As a service to their clients, Jeff Stricker and Steve TenBroeck of Alain Pinel Realtors provide regular market analysis and commentary. You are invited to read the entries below, add your comments, ask questions or contact them directly.
It has become clear to us that South Peninsula homes peaked in value sometime during the fall of 2007. However, it is extremely difficult to determine how far home values have fallen in a particular neighborhood.
The various media report current sale prices for a large geographic area, usually by county. Movement in median sales prices is not an accurate barometer, as it simply reflects what price range happens to be selling. And we also know that different types of homes depreciate at different rates.
For example, high-value homes generally fall first and fastest as they represent discretionary purchases. Homes with issues (noise, traffic, etc.) depreciate faster than those without issues.
The most accurate approach to assessing increases or decreases in a particular neighborhood is to find nearby homes which have sold and then re-sold a year or two later.
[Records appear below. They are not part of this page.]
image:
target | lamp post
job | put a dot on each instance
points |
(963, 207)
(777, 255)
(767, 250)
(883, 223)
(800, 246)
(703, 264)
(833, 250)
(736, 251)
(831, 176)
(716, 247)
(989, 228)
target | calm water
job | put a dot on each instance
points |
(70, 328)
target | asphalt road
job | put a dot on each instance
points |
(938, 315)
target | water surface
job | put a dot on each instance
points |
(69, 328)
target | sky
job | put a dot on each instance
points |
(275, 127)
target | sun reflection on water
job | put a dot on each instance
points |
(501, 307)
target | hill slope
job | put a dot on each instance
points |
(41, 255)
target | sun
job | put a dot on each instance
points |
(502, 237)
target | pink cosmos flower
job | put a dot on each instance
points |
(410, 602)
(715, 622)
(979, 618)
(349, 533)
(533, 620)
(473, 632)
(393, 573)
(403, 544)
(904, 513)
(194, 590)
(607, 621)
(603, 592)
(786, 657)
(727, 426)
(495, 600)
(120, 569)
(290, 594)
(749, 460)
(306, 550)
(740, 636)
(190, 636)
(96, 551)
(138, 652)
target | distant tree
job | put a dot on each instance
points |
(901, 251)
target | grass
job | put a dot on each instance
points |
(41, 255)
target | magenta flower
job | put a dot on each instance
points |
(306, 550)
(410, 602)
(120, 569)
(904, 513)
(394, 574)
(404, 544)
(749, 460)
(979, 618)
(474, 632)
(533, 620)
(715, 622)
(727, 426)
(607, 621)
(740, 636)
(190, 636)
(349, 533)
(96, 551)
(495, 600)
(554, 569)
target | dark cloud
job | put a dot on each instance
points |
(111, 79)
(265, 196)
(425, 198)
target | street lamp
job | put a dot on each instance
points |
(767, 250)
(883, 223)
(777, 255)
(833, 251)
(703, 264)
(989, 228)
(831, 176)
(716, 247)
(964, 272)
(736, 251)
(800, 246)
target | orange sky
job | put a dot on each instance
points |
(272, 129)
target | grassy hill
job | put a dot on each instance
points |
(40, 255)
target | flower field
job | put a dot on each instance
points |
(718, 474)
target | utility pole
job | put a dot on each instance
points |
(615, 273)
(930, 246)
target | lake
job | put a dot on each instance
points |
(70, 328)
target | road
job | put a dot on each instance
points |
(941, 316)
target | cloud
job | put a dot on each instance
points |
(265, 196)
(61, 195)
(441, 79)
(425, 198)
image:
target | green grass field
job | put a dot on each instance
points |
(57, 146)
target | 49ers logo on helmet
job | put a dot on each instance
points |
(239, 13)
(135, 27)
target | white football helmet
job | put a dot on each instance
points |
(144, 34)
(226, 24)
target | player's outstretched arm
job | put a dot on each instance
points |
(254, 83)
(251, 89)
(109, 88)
If the home has not been significantly altered, this can give a true measure of the movement in value from the first sale to the second.
Through our analysis we are estimating that, so far, there has been a 10-25% drop in home values from the peak in our area, depending on the particulars as outlined above.
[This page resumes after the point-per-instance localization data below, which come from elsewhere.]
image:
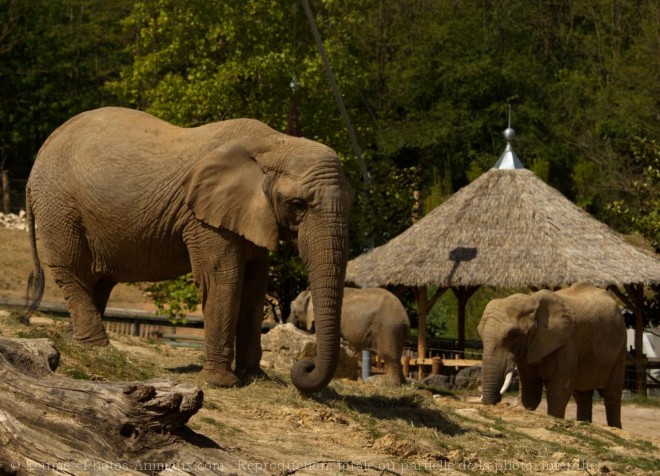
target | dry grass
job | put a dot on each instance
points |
(506, 229)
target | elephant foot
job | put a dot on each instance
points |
(220, 377)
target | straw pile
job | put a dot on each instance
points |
(506, 229)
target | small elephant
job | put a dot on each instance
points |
(372, 319)
(572, 340)
(122, 196)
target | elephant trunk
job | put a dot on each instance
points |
(324, 253)
(493, 371)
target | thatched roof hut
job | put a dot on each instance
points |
(506, 229)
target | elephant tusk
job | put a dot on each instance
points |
(507, 382)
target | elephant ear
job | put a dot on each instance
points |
(554, 326)
(225, 189)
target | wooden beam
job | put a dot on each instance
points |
(422, 306)
(46, 418)
(463, 294)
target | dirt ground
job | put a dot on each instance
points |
(268, 428)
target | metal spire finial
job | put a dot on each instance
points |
(509, 159)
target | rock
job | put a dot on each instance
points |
(285, 344)
(468, 378)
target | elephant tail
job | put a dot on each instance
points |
(36, 280)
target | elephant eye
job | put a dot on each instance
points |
(297, 205)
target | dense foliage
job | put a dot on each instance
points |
(427, 85)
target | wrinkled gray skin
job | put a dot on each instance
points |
(372, 319)
(572, 341)
(121, 196)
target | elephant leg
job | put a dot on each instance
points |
(71, 263)
(558, 395)
(395, 371)
(531, 387)
(250, 318)
(82, 303)
(217, 262)
(584, 400)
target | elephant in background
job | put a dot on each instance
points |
(572, 340)
(372, 319)
(121, 196)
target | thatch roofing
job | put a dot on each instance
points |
(506, 229)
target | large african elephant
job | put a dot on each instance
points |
(373, 319)
(121, 196)
(572, 340)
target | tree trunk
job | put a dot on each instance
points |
(65, 426)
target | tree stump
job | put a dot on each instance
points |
(66, 426)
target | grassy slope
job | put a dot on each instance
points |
(268, 428)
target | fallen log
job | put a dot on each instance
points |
(65, 426)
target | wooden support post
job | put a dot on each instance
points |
(421, 341)
(636, 295)
(405, 362)
(436, 365)
(463, 295)
(6, 195)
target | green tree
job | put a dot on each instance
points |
(55, 56)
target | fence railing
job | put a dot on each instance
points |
(143, 323)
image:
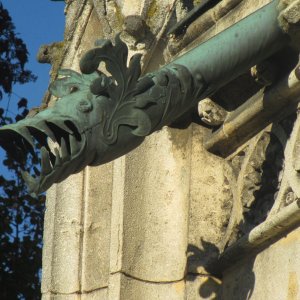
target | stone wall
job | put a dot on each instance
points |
(154, 224)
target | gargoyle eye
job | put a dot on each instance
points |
(84, 106)
(73, 89)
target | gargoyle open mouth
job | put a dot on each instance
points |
(60, 145)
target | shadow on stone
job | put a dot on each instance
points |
(202, 271)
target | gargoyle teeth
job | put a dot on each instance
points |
(58, 160)
(63, 126)
(64, 150)
(48, 132)
(30, 181)
(74, 145)
(46, 167)
(27, 136)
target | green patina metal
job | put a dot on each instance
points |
(99, 118)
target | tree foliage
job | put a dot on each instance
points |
(21, 215)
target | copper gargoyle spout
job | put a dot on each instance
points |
(98, 118)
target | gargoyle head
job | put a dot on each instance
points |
(94, 120)
(99, 117)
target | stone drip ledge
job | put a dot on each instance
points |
(260, 237)
(215, 20)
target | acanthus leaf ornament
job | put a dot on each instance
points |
(100, 117)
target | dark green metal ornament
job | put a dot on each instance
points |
(99, 118)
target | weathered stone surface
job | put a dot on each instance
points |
(272, 274)
(202, 287)
(210, 204)
(156, 207)
(135, 289)
(96, 228)
(146, 225)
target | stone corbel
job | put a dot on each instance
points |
(99, 117)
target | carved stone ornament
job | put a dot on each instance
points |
(99, 117)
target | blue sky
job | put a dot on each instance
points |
(37, 22)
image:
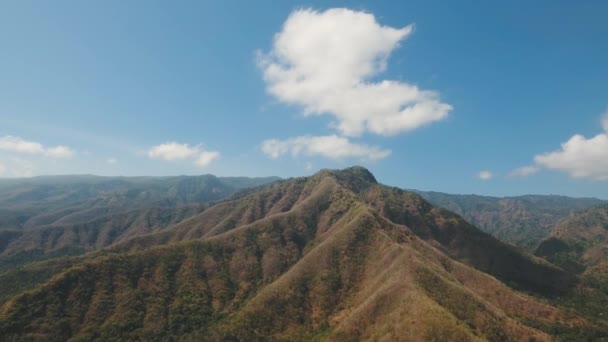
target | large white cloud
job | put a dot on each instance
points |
(485, 175)
(206, 157)
(16, 167)
(580, 157)
(330, 146)
(18, 145)
(525, 171)
(172, 151)
(325, 62)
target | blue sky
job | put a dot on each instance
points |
(165, 88)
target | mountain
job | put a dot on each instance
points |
(523, 221)
(335, 257)
(47, 217)
(579, 242)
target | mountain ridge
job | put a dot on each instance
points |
(301, 257)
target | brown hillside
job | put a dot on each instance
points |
(332, 257)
Jeff Stricker & Steve TenBroeck
Home values on the South Peninsula hold up best in economic downturns and are the first to recover. Desirability and a limited supply of homes for sale are two of many reasons. As 20+ year Realtor veterans in communities from Menlo Park through Los Altos (including Palo Alto, Los Altos Hills, Atherton, Portola Valley, and Mountain View), we know this to be true. This proved to be the case in the downturns of 1980-84, 1989-93, and 2000-03. While the average home in the Bay Area is down 40% from 2007, we are just now beginning to see prices decline, locally. And while homes in our area have held up well in value, so far, we are not immune to the current economic downturn. We expect local home values to fall at least 10% next year, on average, due to local layoffs and a higher number of homes for sale. Homes with “issues” (traffic noise, bad floor plans, etc.) will fall the most in value. Homes without issues will fall less. Our current advice to sellers: If you are planning on selling next year do so as early as possible!
Jeff Stricker & Steve TenBroeck
The number of Days on Market (DOM) is frequently used to determine whether a market is running hot or cold. Not a good idea! The average Days on Market only includes those homes that sell – and sales are off substantially. If it included all the homes on the market, DOM would be increasing dramatically.
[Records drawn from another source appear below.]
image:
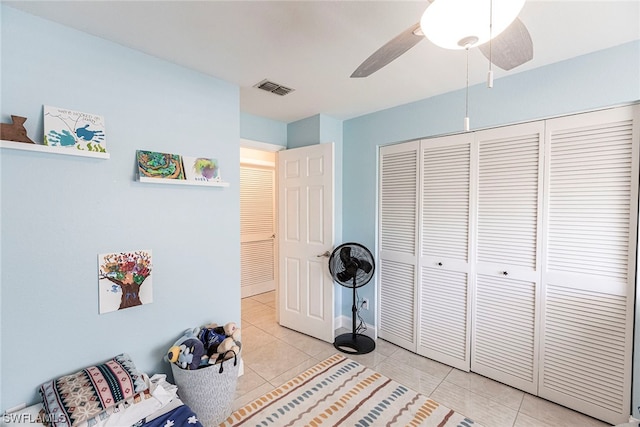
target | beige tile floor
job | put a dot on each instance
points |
(273, 354)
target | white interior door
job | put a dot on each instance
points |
(397, 242)
(444, 330)
(306, 231)
(589, 263)
(507, 286)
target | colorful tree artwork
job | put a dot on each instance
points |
(121, 277)
(152, 164)
(68, 128)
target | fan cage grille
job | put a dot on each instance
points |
(347, 257)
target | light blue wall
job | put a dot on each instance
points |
(597, 80)
(60, 212)
(261, 129)
(304, 132)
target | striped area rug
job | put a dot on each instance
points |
(340, 391)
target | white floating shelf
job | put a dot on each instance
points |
(182, 182)
(68, 151)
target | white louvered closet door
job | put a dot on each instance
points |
(589, 262)
(257, 229)
(443, 283)
(397, 260)
(509, 185)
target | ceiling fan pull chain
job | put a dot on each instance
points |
(490, 74)
(466, 107)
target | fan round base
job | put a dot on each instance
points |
(351, 343)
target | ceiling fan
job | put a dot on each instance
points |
(502, 38)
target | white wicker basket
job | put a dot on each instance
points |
(209, 391)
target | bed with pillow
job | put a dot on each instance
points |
(111, 394)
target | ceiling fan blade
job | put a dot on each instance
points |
(390, 51)
(513, 47)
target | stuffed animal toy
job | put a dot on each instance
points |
(218, 340)
(222, 351)
(187, 351)
(187, 355)
(229, 330)
(211, 339)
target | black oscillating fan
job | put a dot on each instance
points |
(352, 266)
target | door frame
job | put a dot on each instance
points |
(265, 146)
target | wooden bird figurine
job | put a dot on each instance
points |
(15, 131)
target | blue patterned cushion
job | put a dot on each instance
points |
(72, 399)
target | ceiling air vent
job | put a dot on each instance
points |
(273, 87)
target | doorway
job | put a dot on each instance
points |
(258, 219)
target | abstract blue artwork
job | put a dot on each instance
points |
(68, 128)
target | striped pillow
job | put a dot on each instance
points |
(72, 399)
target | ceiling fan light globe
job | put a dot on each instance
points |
(452, 23)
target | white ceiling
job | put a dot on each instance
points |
(314, 46)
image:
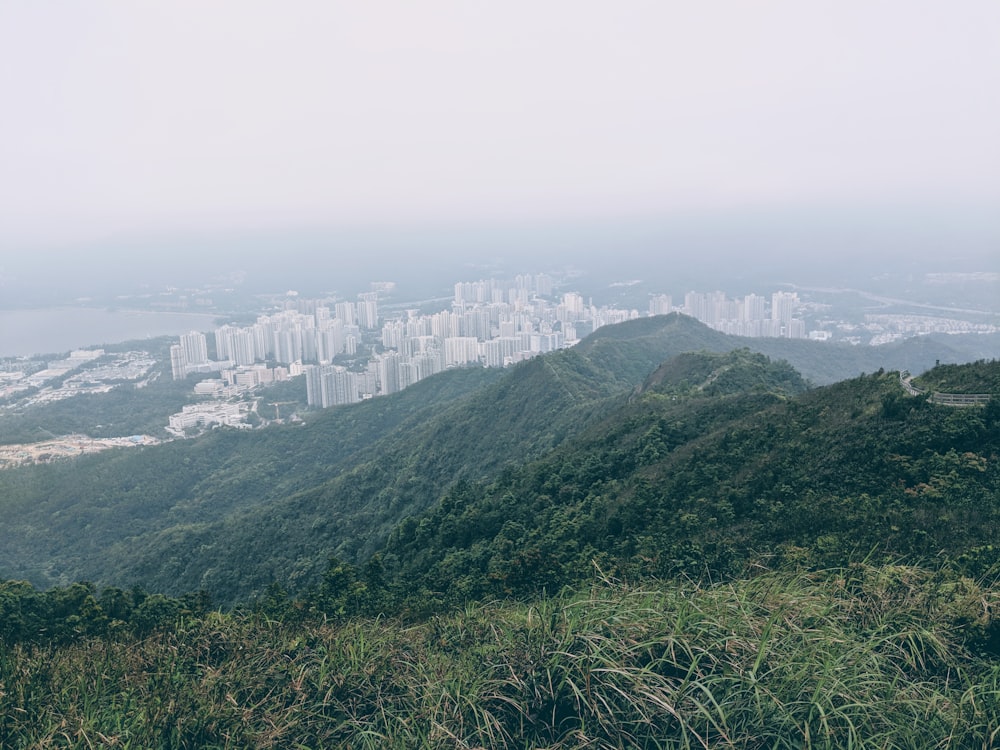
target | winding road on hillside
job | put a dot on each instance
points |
(945, 399)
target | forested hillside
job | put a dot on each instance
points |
(232, 512)
(710, 554)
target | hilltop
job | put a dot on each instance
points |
(232, 512)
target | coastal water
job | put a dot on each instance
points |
(55, 330)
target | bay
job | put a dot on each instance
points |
(56, 330)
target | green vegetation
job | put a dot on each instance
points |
(629, 544)
(866, 657)
(232, 512)
(983, 375)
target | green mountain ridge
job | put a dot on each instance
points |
(233, 512)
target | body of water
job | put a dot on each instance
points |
(56, 330)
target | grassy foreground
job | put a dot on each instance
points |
(881, 657)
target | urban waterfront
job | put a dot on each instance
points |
(55, 330)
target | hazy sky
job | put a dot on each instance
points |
(135, 119)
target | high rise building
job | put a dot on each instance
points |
(195, 347)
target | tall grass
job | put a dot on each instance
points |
(867, 657)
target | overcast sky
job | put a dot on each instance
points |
(139, 118)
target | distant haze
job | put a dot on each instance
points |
(161, 141)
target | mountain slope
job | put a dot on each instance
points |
(697, 484)
(232, 512)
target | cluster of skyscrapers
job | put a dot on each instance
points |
(490, 323)
(747, 316)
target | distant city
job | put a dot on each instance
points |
(349, 351)
(352, 350)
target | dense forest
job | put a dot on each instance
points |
(645, 541)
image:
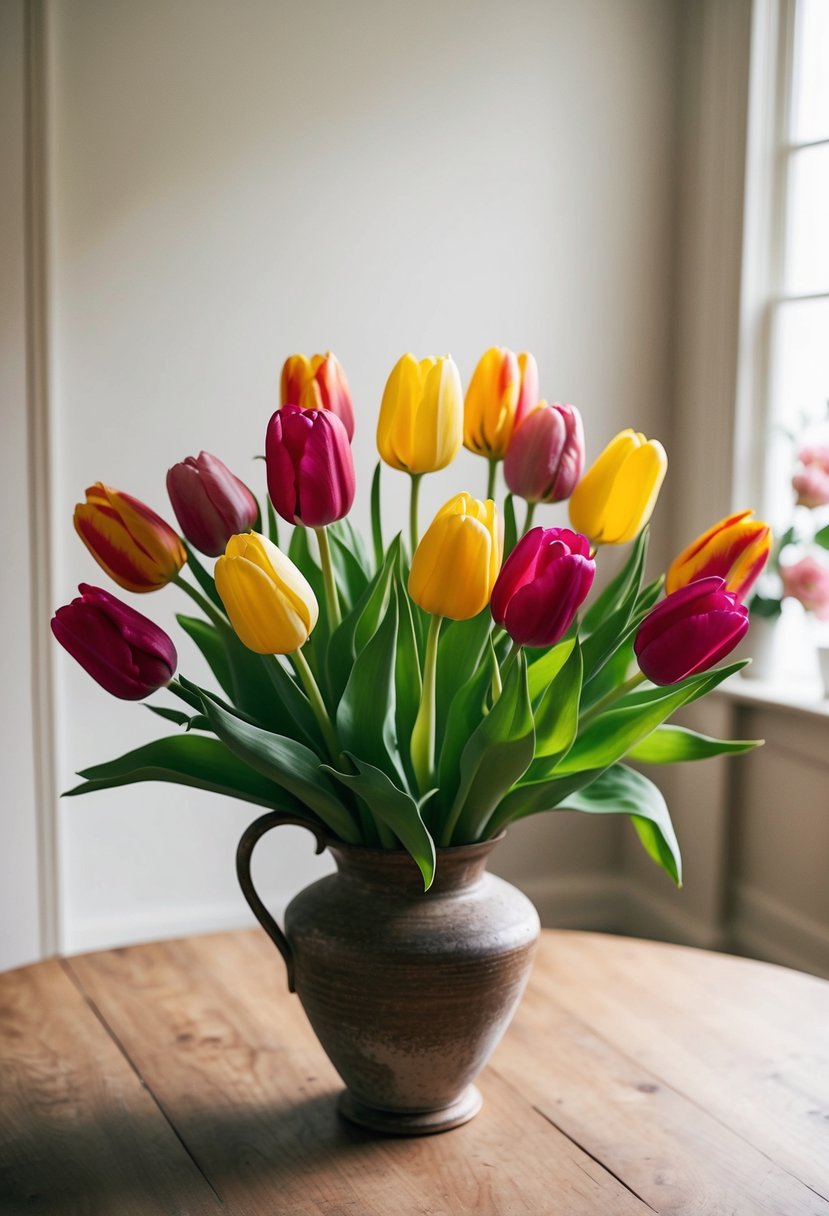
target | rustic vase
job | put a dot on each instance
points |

The number often moves in a counter-intuitive direction, too. Currently, for example, the number of Days on Market is dropping as the market is now cooling. Just about the only homes that are selling currently are the so-called “pick-of-the-litter” homes. They will always sell quickly, if priced well, in any market. Read the rest of this entry »
Today’s elections will determine the course of our country for the next 4 years, but we believe there is but one direction for mortgage rates.
The world economy is currently being flooded with paper currency to shorten the recession by stimulating spending. Although effective, this will certainly cause inflation and higher long-term interest rates.
It is our strong recommendation to all buyers (other than all-cash buyers) to buy before rates go up. Remember, mortgage rates have only been below 7% in 12 of the last 45 years. Rates were over 8% as recently as 2001.
Buy the best quality (good area, no issues) to minimize any short term downturn in the home’s value. And get a mortgage that has a minumum of 5 years of fixed interest rate.
October sales of homes in most peninsula communities are running approximately 50% of normal, compared with last month and October 2007. So, the question is, should one sell now or wait for the possibility of a better market next year?
There are too many factors that could make the market worse for sellers next year. We recommend selling now. These factors include the possibility of more competitive listings, a deepening recession, higher interest rates, local employee layoffs, and falling real estate prices. It could easily take 5 to 7 years for values to return to current levels.
If you anticipate selling in the near future, do not wait. Sell now.